Scientific program level insights:

  • The challenge:
    • Can predicting trial success improve your prediction of regulatory approval?
    • What is the chance of obtaining regulatory approval in the following scenarios, and what are the drivers for successful regulatory approval for each of them?
      • without Phase 2, with Phase 3
      • with Phase 2, without Phase 3
      • without Phase 2, without Phase 3
    • Can you predict reason(s) for failure of the program, as provide by the variable “Trial Outcome”.
    • Can you predict regulatory approval, imagining you are prior to starting Phase 2?. What are the key drivers?
  • Evaluation criteria:
    • Innovation of your ML approach and interpretability
    • Novelty of your approach for validating your own algorithm
    • Approach for handling additional or missing data

Scientific trial level insights

  • The challenge
    • Identify the most important drivers of success for phase 2 (phase 3) trials and describe their impact. These drivers should be known at the time of planning phase 2 (phase 3). [variable: trial outcome]
    • What features predict that a trial will be terminated due to safety/adverse effects?
    • How does the importance of different features in predicting trial success vary across phases?
    • What are the recommendations for designing dose-finding studies (phase 2 trial with 3 and more doses) which would ultimately increase the chance of approval?
    • Imagine you are planning a phase 3 trial.
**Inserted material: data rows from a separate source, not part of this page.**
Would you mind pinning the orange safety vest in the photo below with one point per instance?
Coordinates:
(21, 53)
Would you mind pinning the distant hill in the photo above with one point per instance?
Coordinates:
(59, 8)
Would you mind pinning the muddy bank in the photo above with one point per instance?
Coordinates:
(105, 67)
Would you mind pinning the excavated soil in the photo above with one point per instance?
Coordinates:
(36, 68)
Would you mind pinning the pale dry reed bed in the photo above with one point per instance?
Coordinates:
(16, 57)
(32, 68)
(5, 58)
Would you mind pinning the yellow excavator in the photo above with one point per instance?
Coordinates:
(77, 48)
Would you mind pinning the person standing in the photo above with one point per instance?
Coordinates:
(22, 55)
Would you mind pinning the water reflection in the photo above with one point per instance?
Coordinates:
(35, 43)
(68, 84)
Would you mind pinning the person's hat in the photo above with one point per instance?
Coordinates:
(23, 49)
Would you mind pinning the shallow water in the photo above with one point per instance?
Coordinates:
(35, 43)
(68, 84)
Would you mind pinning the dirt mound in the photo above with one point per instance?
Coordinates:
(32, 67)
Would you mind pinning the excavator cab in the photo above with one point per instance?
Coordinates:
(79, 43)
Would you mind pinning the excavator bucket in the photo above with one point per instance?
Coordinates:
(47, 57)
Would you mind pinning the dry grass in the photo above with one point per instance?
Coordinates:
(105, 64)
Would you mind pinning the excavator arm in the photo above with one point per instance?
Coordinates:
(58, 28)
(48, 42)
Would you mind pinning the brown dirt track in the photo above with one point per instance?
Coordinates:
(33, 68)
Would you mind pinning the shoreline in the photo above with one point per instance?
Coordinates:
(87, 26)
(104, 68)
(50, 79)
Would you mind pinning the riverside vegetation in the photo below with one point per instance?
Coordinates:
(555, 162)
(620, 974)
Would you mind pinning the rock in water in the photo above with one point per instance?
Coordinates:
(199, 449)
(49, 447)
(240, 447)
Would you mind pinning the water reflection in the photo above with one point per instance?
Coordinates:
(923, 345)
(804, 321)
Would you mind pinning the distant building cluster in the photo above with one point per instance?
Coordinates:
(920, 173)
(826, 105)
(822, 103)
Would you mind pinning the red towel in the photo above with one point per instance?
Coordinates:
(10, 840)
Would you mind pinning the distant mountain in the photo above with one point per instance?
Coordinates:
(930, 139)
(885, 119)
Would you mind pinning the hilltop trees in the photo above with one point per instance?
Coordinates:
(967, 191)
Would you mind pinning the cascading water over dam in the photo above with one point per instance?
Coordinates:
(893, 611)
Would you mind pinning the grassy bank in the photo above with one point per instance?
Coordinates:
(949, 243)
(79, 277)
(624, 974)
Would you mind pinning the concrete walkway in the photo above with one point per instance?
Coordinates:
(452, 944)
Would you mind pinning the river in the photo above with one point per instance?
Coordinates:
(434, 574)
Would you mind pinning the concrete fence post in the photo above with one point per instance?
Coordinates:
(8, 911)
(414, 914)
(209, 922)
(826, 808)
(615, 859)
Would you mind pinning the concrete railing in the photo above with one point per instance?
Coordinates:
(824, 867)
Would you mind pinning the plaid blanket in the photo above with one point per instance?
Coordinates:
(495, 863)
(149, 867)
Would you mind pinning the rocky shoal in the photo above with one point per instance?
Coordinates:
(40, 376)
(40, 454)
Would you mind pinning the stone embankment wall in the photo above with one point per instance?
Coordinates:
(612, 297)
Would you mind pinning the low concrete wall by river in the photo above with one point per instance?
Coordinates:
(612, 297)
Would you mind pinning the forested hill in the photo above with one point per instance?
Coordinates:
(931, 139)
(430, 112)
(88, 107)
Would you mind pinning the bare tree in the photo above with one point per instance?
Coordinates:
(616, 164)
Can you predict the duration of the trial? What are the key drivers of Phase 3 trial duration – as provided by the column “duration” in the core data.
    • Can you predict reason(s) for failure in a study (efficacy, safety, operational, …) as outlined in the Trial Outcome column/variable?
  • Evaluation criteria
    • Innovation of your ML approach and interpretability
    • Novelty of your approach for validating your own algorithm
    • Approach for handling additional or missing data

Outside the box thinking and Innovation:

  • The challenge: Surprise us!
  • The evaluation: There are no predetermined criteria for this prize. An evaluation team will identify the winner.